Guillaume Duval : Dans les deux cas les socialistes sont arrivés au pouvoir plusieurs années après le déclenchement d’une grave crise économique et financière, celle de 1929 dans un cas, celle de 2008 dans l’autre. Ils arrivent aux affaires à un moment où cette crise n’est toujours pas surmontée, où le chômage continue de s’étendre et où les perspectives semblent sombres pour le pays. Le contexte est cependant très différent à bien des égards. En 1936, le Front populaire succédait au gouvernement de Pierre Laval qui avait mené, sans succès, une stricte politique déflationniste de baisse du coût du travail et des dépenses publiques. 

Le Front populaire est influencé par les thèses de John M. Keynes et la politique du New Deal de Franklin D. Roosevelt aux Etats Unis, mais aussi sans doute par le succès rencontré sur le plan économique par le volontarisme étatiste d’Adolf Hitler en Allemagne. Il entend marquer une rupture par rapport à la politique déflationniste de Laval. Sous la pression de l’insurrection pacifique qui balaie le pays en mai 1936, il sera d’ailleurs obligé d’aller nettement plus loin dans ce sens que ce qu’avait prévu son très sage programme électoral.

François Hollande a, lui, succédé à Nicolas Sarkozy qui, pour l’essentiel, en bon disciple de Jacques Chirac, avait au contraire mené une politique keynésienne classique après la crise de 2008 en laissant filer les déficits publics et en ne faisant rien pour limiter le coût du travail. Il n’a –heureusement- guère écouté en particulier la petite musique déflationniste que lui susurraient pourtant constamment à l’oreille François Fillon et les inspecteurs des Finances de Bercy. 

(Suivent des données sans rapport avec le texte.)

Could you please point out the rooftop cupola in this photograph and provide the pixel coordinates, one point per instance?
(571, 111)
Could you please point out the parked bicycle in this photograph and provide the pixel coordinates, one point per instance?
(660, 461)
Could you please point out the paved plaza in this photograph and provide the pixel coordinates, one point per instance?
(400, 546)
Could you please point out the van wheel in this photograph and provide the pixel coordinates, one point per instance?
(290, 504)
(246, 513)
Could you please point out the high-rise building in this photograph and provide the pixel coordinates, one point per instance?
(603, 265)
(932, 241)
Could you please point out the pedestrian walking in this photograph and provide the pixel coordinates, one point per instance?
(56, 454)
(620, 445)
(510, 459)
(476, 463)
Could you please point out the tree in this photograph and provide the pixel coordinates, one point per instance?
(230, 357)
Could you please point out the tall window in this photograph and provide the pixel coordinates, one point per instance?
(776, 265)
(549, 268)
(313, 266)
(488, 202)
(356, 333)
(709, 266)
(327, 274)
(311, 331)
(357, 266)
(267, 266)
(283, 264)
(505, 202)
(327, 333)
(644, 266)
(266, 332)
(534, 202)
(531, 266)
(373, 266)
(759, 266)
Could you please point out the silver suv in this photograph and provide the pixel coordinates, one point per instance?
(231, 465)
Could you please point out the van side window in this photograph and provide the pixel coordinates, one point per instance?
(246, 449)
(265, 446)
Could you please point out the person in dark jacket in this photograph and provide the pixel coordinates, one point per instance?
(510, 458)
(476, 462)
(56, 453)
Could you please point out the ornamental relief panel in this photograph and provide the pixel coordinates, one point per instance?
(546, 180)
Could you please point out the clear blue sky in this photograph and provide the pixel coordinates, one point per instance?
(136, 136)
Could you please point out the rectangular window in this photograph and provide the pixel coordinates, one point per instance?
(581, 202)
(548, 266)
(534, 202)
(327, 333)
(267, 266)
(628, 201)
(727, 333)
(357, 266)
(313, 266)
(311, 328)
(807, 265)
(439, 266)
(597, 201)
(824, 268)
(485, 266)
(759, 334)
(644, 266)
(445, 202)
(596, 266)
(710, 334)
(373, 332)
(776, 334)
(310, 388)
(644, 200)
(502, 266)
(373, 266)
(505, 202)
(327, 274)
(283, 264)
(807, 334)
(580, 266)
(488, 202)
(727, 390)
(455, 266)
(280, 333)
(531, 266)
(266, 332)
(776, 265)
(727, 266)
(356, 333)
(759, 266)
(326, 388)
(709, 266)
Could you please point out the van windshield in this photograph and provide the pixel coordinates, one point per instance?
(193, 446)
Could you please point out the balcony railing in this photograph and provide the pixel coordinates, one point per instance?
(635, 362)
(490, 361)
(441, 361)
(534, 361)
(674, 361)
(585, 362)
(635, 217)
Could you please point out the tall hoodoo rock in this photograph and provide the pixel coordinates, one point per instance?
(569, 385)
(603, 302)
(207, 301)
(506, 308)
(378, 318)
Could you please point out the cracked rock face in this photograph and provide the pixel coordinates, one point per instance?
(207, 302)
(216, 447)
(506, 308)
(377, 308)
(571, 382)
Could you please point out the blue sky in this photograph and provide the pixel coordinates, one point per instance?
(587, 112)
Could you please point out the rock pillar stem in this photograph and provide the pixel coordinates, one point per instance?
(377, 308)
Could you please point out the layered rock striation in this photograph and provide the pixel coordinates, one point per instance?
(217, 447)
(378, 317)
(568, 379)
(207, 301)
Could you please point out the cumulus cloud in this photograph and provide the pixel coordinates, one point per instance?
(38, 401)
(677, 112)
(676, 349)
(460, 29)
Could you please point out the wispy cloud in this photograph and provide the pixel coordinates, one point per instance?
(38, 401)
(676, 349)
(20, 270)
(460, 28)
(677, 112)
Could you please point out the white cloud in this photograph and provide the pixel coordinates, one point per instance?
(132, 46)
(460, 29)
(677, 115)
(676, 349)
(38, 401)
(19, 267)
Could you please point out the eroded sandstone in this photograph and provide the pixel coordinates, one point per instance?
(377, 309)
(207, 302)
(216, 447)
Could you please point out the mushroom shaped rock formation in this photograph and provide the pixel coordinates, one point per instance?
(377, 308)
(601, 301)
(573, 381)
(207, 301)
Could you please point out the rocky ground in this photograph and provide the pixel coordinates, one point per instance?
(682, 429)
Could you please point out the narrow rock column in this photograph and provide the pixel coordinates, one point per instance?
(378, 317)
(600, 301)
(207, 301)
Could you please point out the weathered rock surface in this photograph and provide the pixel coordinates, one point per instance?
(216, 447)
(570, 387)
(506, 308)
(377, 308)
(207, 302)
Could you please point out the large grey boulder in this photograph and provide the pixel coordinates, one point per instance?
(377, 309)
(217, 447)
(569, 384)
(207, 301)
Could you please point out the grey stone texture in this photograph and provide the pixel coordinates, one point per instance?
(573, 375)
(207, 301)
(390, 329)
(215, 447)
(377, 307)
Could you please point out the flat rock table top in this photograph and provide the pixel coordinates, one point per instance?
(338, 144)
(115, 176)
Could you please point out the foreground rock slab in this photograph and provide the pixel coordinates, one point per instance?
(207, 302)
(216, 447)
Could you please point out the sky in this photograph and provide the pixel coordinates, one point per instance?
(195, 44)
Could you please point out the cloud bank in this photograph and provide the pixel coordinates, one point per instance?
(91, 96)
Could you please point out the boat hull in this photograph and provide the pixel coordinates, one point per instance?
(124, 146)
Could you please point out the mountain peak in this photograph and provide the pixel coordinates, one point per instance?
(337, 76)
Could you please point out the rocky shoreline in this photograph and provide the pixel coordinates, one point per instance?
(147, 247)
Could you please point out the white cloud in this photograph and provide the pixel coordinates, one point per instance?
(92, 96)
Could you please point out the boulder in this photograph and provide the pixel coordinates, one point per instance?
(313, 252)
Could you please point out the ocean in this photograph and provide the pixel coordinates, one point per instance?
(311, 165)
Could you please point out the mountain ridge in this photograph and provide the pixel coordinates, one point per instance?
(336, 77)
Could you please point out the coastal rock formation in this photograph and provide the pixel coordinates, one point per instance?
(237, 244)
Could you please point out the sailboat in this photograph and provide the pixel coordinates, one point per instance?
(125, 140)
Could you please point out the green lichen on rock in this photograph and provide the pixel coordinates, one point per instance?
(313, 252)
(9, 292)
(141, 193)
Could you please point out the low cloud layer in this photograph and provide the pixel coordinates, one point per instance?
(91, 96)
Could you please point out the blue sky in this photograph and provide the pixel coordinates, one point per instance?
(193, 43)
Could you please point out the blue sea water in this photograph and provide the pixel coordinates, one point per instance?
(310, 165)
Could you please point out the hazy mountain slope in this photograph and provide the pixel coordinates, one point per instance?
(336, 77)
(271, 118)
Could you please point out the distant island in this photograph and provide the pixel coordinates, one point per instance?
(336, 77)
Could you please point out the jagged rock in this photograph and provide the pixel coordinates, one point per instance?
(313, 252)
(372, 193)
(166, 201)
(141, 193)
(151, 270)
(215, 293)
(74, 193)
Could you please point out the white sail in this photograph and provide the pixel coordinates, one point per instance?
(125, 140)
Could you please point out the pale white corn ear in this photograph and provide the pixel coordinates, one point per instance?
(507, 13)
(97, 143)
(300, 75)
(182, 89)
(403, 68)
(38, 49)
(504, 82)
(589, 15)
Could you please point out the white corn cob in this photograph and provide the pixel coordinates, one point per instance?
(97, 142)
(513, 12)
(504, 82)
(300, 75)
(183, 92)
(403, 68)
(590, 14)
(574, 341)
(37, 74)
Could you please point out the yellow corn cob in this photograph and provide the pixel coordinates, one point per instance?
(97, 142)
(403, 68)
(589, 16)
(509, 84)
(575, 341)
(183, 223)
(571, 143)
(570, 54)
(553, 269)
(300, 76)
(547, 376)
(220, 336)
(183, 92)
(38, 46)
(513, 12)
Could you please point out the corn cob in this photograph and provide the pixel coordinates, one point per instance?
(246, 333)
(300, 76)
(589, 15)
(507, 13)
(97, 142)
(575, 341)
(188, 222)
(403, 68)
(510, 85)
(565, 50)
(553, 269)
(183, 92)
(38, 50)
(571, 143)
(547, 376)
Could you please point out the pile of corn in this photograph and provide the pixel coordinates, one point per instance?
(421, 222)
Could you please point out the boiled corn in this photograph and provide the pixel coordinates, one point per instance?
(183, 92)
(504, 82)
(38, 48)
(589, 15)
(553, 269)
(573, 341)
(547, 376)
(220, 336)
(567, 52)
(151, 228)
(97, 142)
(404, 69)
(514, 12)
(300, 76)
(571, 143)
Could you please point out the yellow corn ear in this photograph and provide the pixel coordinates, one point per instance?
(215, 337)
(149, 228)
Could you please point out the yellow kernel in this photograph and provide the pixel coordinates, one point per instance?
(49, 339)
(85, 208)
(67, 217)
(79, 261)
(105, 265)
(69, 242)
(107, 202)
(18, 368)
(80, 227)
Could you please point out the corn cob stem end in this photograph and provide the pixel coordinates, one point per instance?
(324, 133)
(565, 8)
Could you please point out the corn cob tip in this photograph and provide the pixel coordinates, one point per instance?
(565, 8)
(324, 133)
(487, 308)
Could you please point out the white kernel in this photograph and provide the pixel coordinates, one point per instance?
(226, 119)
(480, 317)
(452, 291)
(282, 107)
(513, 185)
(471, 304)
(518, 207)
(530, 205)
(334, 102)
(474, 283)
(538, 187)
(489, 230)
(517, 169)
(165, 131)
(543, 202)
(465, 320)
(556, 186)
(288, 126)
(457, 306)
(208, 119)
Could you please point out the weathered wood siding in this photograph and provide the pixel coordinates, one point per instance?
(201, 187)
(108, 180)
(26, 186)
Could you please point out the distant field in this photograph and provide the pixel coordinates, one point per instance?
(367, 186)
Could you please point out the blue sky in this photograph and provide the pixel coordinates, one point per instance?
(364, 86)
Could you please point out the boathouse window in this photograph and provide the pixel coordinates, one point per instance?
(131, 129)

A l'inverse, n'est-il pas plus pertinent d'indiquer, aussi bien au travers des politiques d'austérité européennes, que de la politique de "sérieux budgétaire" prônée par le gouvernement actuel, que la filiation semble plus nette entre ce que connaît la France depuis 2008 et l'expérience déflationniste française des années 1930, régulièrement symbolisée par les décrets Laval de 1935 ?

Nicolas Sarkozy a laissé à la gauche des déficits et une dette élevée dans un contexte où partout ailleurs en Europe, on avait au contraire commencé à mener de strictes politiques déflationnistes sous la férule d’Angela Merkel et Wolfgang Schäuble. En renonçant d’emblée, dès 2012, à chercher à modifier ces politiques européennes, François Hollande s’est lui aussi coulé dans le moule austéritaire et a engagé des politiques classiquement déflationnistes de baisse du coût du travail et des dépenses publiques avec le CICE puis le pacte de responsabilité. Ces politiques n’ont cependant pas eu des effets aussi catastrophiques que la déflation Laval en 1935 parce que leur action néfaste a été limitée par la politique monétaire très expansive de la BCE et par l’effet de soutien au pouvoir d’achat des Français exercé par la forte baisse du prix du pétrole et des matières premières.       

Comment expliquer un tel retournement idéologique ? En quoi l'expérience du Front populaire peut-elle être remise en question ? En quoi est-elle, au moins dans le principe, obsolète ? 

Tout d’abord, si l’expérience du Front populaire a laissé un souvenir très fort dans la mémoire collective, il faut bien reconnaître qu’elle a été malgré tout plutôt un échec. Le gouvernement Blum lui-même n’a tenu qu’un an. Le Front populaire n’a pas pu empêcher la dégradation de la situation internationale avant que la chambre du Front populaire, certes amputée des députés communistes, finisse par voter les pleins pouvoirs au Maréchal Pétain… 

Par ailleurs, un élément essentiel du contexte a évidemment changé : la disparition de l’Union soviétique. A l’époque du Front populaire, même si les crimes de Staline commençaient à être connus, l’idée qu’il existait une alternative au capitalisme était encore dominante et le communisme une force montante. Aujourd’hui, l’idée que l’action de la gauche devrait remettre en cause les fondements du système économique lui-même est devenu très minoritaire. 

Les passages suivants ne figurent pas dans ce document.